Patel and others' messages may not signify a serious break between Musk and Trump appointees, said Republican strategist Susan Del Percio. But, she said, "all these agency heads have a bone to pick with Musk going over their head."
"What agency head or company head wouldn't be mad if someone came in and sent that kind of email out without consulting them?" Del Percio added.
DOGE struggles to prove results
Making good on campaign promises by Trump, Musk is making an unprecedented push to slash the size and spending of the federal government.
So far, though, Musk has struggled to provide evidence his measures are cutting the billions he promised. At one point, DOGE's website boasted its largest canceled federal contract worth $8 billion. In reality, it was worth $8 million.
And some workers initially laid off were days later reinstated, including veterinarians at the Department of Agriculture overseeing the national bird flu outbreak response.

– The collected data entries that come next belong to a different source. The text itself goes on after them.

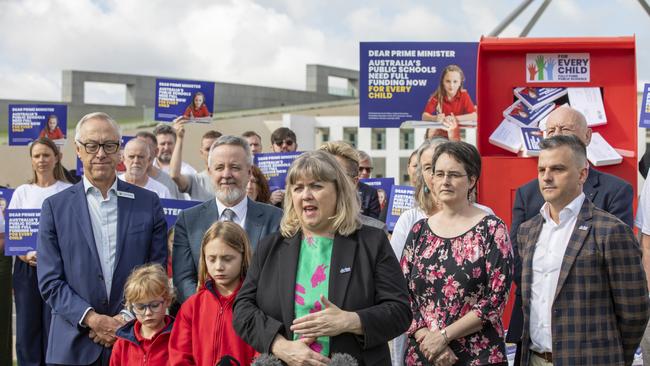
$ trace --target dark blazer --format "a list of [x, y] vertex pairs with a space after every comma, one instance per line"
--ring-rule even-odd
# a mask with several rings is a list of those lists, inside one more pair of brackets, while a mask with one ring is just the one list
[[[626, 181], [603, 172], [593, 167], [589, 168], [589, 175], [582, 187], [585, 196], [598, 208], [618, 217], [621, 221], [632, 227], [634, 217], [632, 213], [634, 191]], [[521, 312], [521, 261], [518, 252], [517, 230], [519, 225], [539, 214], [544, 205], [544, 197], [539, 190], [537, 179], [526, 183], [517, 189], [515, 203], [512, 207], [512, 225], [510, 226], [510, 240], [515, 255], [515, 274], [513, 280], [517, 284], [515, 292], [515, 305], [512, 309], [508, 336], [506, 341], [518, 342], [521, 339], [523, 327], [523, 314]]]
[[167, 264], [167, 224], [158, 196], [118, 179], [117, 250], [110, 298], [106, 294], [83, 181], [43, 203], [38, 233], [38, 286], [52, 308], [48, 364], [89, 365], [103, 347], [79, 326], [86, 309], [114, 316], [122, 309], [126, 278], [136, 266]]
[[[299, 232], [290, 238], [264, 238], [235, 300], [233, 325], [259, 352], [270, 352], [279, 333], [292, 340]], [[330, 264], [329, 300], [361, 318], [363, 336], [331, 338], [331, 353], [348, 353], [359, 365], [390, 365], [388, 340], [411, 323], [406, 282], [386, 234], [362, 226], [349, 236], [336, 235]]]
[[[181, 211], [174, 226], [172, 269], [178, 301], [183, 303], [196, 293], [199, 257], [203, 235], [219, 219], [214, 199]], [[259, 240], [280, 228], [282, 210], [271, 205], [248, 200], [244, 230], [253, 250]]]
[[374, 187], [359, 182], [357, 187], [359, 198], [361, 198], [361, 214], [370, 216], [373, 219], [379, 219], [381, 205], [379, 204], [379, 195]]
[[[523, 260], [522, 365], [528, 365], [533, 255], [541, 214], [517, 234]], [[585, 199], [553, 299], [553, 365], [631, 365], [650, 308], [641, 250], [632, 229]]]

"It's one more crack," professor and director of George Washington University's School of Media and Public Affairs Peter Loge said of the resistance to Musk's email.
"This is a bit of a rattling roller coaster of chaos, and the thing about rattling roller coasters is they don't tend to last very long," he added.
Trump backs Musk's move
Musk's online ultimatum following the email was particularly "stupid," Del Percio said.
"I think he could've gotten away with, 'Explain what you did in the last week.' There I think he could've gotten away with it," she said. "But talking about firing employees, I mean it's just stupid."
The president on Monday praised Musk's email, telling reporters in the Oval Office, "There was a lot of genius in sending it."
And, he said, the follow-up emails were "done in a friendly manner," to protect confidential work at the State Department or the FBI, for example.
"They don't mean that in any way combatively with Elon," Trump said.
Labor groups look to block Musk
A group of unions that was already fighting mass layoffs of government workers asked a federal judge on Sunday to block the email demand for workers to submit job accomplishments by midnight Monday to avoid a forced resignation.
The unions updated their lawsuit Sunday to argue that government agencies hadn’t published changes in regulations that would have allowed a lack of response to an email from OPM to be considered a “resignation” of federal employment.
“This request, and the resulting confusion, is not just inappropriate – it is disruptive to essential government functions,” Everett Kelley, president of the American Federation of Government Employees, said in a letter to OPM acting Director Charles Ezell.
U.S. District Judge William Alsup in northern California scheduled a hearing Thursday at 1:30 p.m. PST to hear arguments about the request to block the email demand for a description of workers’ accomplishments.
The government hadn’t formally replied to the lawsuit by noon Monday.